Quando os voos comerciais do Tu-144 foi encerrado, surgiu a questão sobre o que fazer com as aeronaves já produzidas. Planejava-se transferi-las para as forças armadas, em particular para uso na aviação naval, como aeronaves de apoio aos porta-mísseis Tu-22M Backfire.

A versão Tu-144P (Pomekhovyi, traduz-se para o português como "de interferência" ou "perturbador") seria uma aeronave de guerra eletrônica e reconhecimento, protegendo a formação Backfire quando (teoricamente) atacassem porta-aviões dos EUA.

Outra variante, o DP-2 (Dalniy Perekhvatchik, interceptor de longo alcance), deveria transportar mísseis ar-ar, também para proteger formações de Tu-22M. Finalmente, o Tu-144PP deveria ser uma combinação de ambos os conceitos, um interceptador e um avião de escolta com capacidade de interferência eletrônica.

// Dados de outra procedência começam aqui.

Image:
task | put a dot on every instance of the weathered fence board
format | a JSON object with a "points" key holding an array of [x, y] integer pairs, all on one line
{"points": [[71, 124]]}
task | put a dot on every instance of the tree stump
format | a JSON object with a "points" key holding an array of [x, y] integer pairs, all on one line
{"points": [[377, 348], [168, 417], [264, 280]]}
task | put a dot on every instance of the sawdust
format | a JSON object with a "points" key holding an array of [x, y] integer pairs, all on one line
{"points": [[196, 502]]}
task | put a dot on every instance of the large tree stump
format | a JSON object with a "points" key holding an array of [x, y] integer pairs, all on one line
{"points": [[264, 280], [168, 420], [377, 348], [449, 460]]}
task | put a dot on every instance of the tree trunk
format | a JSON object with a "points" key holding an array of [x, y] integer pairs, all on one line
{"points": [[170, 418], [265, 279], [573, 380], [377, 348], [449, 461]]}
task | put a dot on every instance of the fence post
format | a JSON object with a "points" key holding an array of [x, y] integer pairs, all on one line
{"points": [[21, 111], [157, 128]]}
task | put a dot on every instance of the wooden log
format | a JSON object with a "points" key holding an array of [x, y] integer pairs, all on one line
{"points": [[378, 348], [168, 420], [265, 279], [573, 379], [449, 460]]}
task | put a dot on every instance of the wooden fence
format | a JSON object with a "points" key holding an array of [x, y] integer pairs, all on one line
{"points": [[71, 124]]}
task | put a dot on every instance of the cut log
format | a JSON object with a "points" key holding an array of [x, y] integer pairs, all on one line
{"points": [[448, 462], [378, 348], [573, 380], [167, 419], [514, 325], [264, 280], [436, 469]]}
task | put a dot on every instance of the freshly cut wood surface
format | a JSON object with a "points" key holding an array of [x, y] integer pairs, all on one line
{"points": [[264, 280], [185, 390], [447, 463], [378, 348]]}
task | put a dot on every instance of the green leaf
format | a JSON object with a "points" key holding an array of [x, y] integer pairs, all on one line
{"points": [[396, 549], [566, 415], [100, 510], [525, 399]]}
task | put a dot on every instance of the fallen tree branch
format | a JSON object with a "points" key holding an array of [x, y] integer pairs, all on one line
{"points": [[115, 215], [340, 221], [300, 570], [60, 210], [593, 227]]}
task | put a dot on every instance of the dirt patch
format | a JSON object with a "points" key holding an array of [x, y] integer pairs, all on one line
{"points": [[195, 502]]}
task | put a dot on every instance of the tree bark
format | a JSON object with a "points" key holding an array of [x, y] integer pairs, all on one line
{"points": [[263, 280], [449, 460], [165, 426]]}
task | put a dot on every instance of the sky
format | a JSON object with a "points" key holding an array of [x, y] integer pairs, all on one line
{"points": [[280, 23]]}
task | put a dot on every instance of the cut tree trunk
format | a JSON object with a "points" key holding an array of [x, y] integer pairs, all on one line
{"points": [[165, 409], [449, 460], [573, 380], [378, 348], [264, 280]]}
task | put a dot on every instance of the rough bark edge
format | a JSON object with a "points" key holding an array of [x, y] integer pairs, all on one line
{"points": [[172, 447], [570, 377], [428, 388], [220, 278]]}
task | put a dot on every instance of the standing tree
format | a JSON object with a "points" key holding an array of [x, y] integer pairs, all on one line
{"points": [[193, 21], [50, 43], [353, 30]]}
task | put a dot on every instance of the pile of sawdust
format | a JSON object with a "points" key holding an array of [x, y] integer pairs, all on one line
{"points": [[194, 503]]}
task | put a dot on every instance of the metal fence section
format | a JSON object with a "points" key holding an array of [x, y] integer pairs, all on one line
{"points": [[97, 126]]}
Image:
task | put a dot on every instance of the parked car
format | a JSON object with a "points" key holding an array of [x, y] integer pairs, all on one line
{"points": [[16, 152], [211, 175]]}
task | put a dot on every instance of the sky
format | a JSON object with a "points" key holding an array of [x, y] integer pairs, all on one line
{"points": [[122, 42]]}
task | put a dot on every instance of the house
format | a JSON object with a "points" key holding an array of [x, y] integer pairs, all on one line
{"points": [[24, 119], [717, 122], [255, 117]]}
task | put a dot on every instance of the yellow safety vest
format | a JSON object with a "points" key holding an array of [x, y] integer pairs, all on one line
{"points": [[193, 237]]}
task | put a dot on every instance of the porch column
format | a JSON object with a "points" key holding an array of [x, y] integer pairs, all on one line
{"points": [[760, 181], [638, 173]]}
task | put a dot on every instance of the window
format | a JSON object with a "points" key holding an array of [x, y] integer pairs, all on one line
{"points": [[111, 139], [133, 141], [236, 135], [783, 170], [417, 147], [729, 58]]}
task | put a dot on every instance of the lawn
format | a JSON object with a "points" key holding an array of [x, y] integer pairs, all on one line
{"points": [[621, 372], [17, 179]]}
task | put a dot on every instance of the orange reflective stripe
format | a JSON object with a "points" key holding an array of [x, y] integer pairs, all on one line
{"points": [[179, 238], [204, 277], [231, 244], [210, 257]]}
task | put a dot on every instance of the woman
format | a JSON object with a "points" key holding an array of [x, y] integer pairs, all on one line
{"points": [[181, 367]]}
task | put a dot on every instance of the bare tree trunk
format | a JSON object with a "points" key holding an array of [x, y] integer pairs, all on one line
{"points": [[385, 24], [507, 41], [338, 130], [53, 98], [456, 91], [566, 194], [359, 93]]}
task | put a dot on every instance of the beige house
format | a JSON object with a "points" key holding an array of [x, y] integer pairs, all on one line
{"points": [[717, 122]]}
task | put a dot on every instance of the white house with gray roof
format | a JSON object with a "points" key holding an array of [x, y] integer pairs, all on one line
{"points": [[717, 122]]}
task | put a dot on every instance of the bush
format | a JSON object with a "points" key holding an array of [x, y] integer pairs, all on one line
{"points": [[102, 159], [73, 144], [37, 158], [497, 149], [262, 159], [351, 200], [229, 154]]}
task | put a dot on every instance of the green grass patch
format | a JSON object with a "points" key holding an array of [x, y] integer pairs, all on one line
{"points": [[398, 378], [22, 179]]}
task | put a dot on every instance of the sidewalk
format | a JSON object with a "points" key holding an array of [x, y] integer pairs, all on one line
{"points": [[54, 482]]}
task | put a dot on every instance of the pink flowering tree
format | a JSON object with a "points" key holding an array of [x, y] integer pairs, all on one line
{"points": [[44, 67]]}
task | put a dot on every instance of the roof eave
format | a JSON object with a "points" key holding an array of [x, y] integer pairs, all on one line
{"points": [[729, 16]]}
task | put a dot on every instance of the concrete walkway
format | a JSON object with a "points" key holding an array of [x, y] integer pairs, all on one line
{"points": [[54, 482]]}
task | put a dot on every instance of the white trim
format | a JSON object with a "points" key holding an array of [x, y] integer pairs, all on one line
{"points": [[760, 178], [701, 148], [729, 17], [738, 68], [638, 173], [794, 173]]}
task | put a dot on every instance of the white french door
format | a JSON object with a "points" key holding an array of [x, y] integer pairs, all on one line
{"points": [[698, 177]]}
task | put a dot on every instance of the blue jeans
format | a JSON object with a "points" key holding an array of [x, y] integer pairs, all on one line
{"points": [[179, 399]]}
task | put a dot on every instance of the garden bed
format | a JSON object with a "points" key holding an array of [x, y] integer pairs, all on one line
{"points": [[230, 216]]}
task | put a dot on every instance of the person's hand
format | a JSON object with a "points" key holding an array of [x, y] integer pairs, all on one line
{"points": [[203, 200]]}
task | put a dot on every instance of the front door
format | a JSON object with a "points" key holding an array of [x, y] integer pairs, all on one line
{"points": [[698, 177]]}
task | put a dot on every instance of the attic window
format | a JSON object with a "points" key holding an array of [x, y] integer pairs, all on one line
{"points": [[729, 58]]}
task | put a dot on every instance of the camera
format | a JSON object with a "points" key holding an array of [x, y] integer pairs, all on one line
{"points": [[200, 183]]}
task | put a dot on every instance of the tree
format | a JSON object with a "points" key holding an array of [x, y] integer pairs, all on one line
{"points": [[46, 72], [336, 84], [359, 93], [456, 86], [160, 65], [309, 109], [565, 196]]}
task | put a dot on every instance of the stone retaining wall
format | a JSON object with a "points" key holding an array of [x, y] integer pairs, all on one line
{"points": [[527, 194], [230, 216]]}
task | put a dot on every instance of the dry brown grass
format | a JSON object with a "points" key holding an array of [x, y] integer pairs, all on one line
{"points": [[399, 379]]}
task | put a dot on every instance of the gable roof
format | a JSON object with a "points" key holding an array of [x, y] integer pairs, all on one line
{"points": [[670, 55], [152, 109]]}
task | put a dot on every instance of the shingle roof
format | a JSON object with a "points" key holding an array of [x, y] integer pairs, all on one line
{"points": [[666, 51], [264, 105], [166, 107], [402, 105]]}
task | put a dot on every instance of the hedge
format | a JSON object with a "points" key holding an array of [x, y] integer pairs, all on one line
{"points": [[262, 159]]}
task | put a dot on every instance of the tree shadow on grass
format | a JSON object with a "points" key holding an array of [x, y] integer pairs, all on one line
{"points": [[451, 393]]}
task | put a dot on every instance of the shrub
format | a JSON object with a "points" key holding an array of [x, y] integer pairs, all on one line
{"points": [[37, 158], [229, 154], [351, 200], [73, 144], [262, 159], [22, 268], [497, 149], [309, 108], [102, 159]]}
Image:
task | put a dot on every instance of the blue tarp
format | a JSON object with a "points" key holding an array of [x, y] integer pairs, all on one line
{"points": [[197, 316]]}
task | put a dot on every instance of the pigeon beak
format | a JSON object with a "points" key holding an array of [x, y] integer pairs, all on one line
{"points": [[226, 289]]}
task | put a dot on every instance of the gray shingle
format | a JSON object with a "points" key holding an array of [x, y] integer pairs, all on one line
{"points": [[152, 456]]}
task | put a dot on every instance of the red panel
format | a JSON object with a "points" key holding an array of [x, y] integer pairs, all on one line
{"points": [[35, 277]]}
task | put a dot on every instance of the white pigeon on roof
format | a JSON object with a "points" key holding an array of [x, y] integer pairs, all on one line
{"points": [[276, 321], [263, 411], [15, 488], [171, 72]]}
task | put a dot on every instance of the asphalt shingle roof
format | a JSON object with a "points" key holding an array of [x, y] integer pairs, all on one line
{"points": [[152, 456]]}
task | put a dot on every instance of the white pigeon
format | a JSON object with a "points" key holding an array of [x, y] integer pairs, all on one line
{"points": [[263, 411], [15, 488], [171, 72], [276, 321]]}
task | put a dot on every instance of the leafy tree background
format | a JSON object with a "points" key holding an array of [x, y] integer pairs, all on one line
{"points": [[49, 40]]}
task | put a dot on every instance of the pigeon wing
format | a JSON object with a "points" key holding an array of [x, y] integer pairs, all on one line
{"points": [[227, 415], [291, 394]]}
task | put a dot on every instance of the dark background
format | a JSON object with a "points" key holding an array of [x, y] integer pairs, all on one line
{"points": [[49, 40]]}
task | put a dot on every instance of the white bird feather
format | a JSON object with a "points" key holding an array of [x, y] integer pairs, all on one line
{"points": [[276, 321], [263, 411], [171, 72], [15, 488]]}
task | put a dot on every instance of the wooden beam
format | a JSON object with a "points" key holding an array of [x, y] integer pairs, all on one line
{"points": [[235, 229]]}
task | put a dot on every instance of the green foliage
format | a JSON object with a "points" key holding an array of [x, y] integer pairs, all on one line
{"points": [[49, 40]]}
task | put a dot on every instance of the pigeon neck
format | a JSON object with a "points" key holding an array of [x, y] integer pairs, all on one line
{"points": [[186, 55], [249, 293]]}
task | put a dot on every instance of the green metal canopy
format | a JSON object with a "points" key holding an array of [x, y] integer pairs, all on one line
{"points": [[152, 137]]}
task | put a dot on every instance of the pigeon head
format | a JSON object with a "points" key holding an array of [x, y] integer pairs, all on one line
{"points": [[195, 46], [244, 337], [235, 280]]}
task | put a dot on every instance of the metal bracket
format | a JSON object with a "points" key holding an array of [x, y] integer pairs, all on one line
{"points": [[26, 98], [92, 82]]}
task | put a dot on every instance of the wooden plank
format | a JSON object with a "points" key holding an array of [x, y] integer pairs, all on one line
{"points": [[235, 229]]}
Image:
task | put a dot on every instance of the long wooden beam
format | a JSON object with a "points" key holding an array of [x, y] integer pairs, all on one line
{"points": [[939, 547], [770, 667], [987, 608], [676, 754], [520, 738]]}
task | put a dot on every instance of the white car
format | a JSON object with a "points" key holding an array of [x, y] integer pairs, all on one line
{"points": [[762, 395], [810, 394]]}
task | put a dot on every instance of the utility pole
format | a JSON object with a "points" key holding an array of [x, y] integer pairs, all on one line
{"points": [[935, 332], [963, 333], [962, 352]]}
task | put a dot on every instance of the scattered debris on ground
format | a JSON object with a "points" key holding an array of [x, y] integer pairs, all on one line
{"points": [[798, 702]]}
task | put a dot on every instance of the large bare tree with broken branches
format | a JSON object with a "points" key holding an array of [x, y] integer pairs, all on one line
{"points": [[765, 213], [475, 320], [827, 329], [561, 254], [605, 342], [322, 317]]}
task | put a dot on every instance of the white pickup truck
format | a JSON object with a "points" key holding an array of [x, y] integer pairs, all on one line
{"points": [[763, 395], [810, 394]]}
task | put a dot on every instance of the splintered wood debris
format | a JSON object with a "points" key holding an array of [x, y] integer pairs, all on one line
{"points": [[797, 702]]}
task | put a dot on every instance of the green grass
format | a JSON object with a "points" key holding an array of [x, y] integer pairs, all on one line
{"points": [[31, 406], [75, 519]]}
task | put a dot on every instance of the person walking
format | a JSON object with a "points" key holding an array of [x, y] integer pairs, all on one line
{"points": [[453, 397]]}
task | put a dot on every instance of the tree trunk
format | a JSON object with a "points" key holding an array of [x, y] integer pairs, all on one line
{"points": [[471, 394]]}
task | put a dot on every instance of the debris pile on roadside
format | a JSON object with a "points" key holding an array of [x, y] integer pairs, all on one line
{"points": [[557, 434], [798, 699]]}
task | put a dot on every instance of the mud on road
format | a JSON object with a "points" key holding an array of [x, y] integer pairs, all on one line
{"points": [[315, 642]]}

Outro projeto, o Tu-144MR, seria uma aeronave de ataque e reconhecimento, equipada com dois mísseis antinavio pesados ​​Kh-45, para a Marinha da URSS.

Como parte dos preparativos preliminares, em julho de 1983, a aeronave CCCP-77114 chegou à base de aviação naval em Kipelovo, perto de Vologda, onde especialistas militares se familiarizaram com ela. Lá, a tripulação comandada pelo piloto militar Sergei Agapov quebrou uma série de recordes com o Tu-144D, incluindo atingir uma altitude de 18.200 metros e uma velocidade média de 2.035 km/h em um circuito fechado de 1.000 km, e 2.012 km/h em um voo de 2.000 km.




No fim das contas, o plano de transferir os Tu-144 para o serviço militar não foi implementado. Eles permaneceram na base da Tupolev em Zhukovsky e foram usados ​​ocasionalmente para experimentos. Alguns foram utilizados como ferramentas de ensino, peças de museu e monumentos.